Infelizmente, às vezes é assim que as coisas funcionam.

E agora?

Todos sabem o principal motivo da análise de eventos adversos: reconhecer as deficiências no controle dos riscos no local de trabalho e, assim, poder corrigi-las – de preferência antes que algo grave aconteça.

No entanto, a maioria das análises acaba se tornando algo superficial, e muitas acabam por culpabilizar o trabalhador.

Em muitos desses casos, porém, há claras deficiências na gestão dos riscos da empresa, que perde uma grande oportunidade de melhorar seus equipamentos e processos.

Fazer melhores análises de acidentes é urgente!

Se isso não acontecer, continuaremos a lamentar sucessivas vezes por aqueles que não poderão voltar para junto dos seus após o que deveria ser um dia normal de trabalho.

Façamos todos um bom trabalho!

Cibele Flores

Engenheira Mecânica, Engenheira de Segurança do Trabalho, Mestre em Engenharia, Auditora Fiscal do Trabalho e professora em cursos de especialização.

8 Resultados

  1. Airton disse:

    Com a costumeira competência… Parabéns, Cibele. Abc. Airton.

  2. Fernando Gallego disse:

    Excelente artigo. Parabéns Cibele.

  3. Mário Parreiras disse:

    Muito bom o seu artigo , Cibele. Espero que as pessoas envolvidas em análise de acidentes aprendam as lições destes eventos. Infelizmente não é o que temos visto nas empresas.
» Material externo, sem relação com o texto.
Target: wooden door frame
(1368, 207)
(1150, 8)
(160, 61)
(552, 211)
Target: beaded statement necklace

    • Cibele Flores disse:

      Obrigada, Mário.
      Sim, infelizmente. Mas a gente tenta manter a esperança, né?
      Parabéns pelo seu trabalho e obrigada por ser um exemplo para todos nós.

  4. Ribeiro disse:

    Professora Cibele, sou estudante (TST) obrigado pelo artigo e pela indicação do livro ! Não tenho paciência para séries kkkk, mas essa “Chernobyl” vou ter que assistir.